自請下堂
九門提督派人去楊府找人問話,偏偏趕得巧,被楊家前來做客的姑娘給趕走了,還去和楊老夫人一頓告狀。
說白草不安分招惹了男人,還鬧到衙門去了,氣的楊老夫人背過氣去。
當楊老夫人醒來后,便直接將白草叫到跟前,詢問她是否做對不起楊凡的事。
根本不知道發生何事的白草,自然是要否認的。
“祖母一向不喜歡我,我是知道的,可也不能什么罪名都安在孫媳婦身上,那也是對夫君的侮辱。若是祖母沒有真憑實據,這件事孫媳婦就當沒聽過。祖母這里有客人在,孫媳婦就不打擾了。”白草被問的厭煩了,說話的語氣也冷了幾分。
一直以來,白草以為楊老夫人只是不喜歡她再嫁的身份,只要她真心以待,楊老夫人定然會認可她的。
最初的時候,白草對楊老夫人極為恭敬,而楊老夫人那時候也做出要接受白草的架勢,在外人面前很是維護白草。
就連對待楊家宗親和楊老夫人娘家人的時候,楊老夫人也是站在白草這邊的。
可不知從何時開始,楊老夫人變得惡毒,只要有人挑撥一句話,就想要對白草下手。
上次白靈離開之前,與楊老夫人的談話,讓楊老夫人有所收斂。
可時日久了,楊老夫人又開始故態復萌,已經不止一次的懷疑白草偷人,這是白草所不能觸碰的底線,自然不會再沉默。
卻不想楊老夫人認為白草這樣的作為,不僅僅是想要證明清白,而是瞧不起她這個奶奶婆。
“真是反了天了!老身今日要請家法,打死你這個不孝不悌,不知羞恥為何物的賤婦!”楊老夫人拍著桌子,大喊道:“來人,快去請家法!”

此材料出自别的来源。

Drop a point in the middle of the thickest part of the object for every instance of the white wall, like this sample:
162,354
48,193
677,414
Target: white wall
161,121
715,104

“祖母非要這般鬧騰嗎?”已經走到門口的白草,無奈的停下腳步,“祖母應該知曉,我身邊的
人會護著我,不會讓我蒙受不白之屈,更不會由著祖母動用家法。若祖母執意要家宅不寧,那就等夫君回來,讓夫君給我一紙休書吧。”
這樣的日子,白草真的是不愿意再過了。
其實白草并非是舍得楊凡,而是不愿楊凡夾在中間為難,總是為了維護她,而讓祖母心寒。
長此以往,夫妻的感情一定會變淡,與其那個時候恩斷義絕,不如留些念想,各自安生。
楊老夫人似是沒想到白草會這般硬氣,竟一時忘了反應。
倒是宗族里來的那個姑娘,生怕楊老夫人不應下,忙指責白草道:“堂嫂這話說的好沒道理,就算是要堂哥休了你,那也應該是堂嫂你自請下堂,讓堂奶奶去說算怎么回事?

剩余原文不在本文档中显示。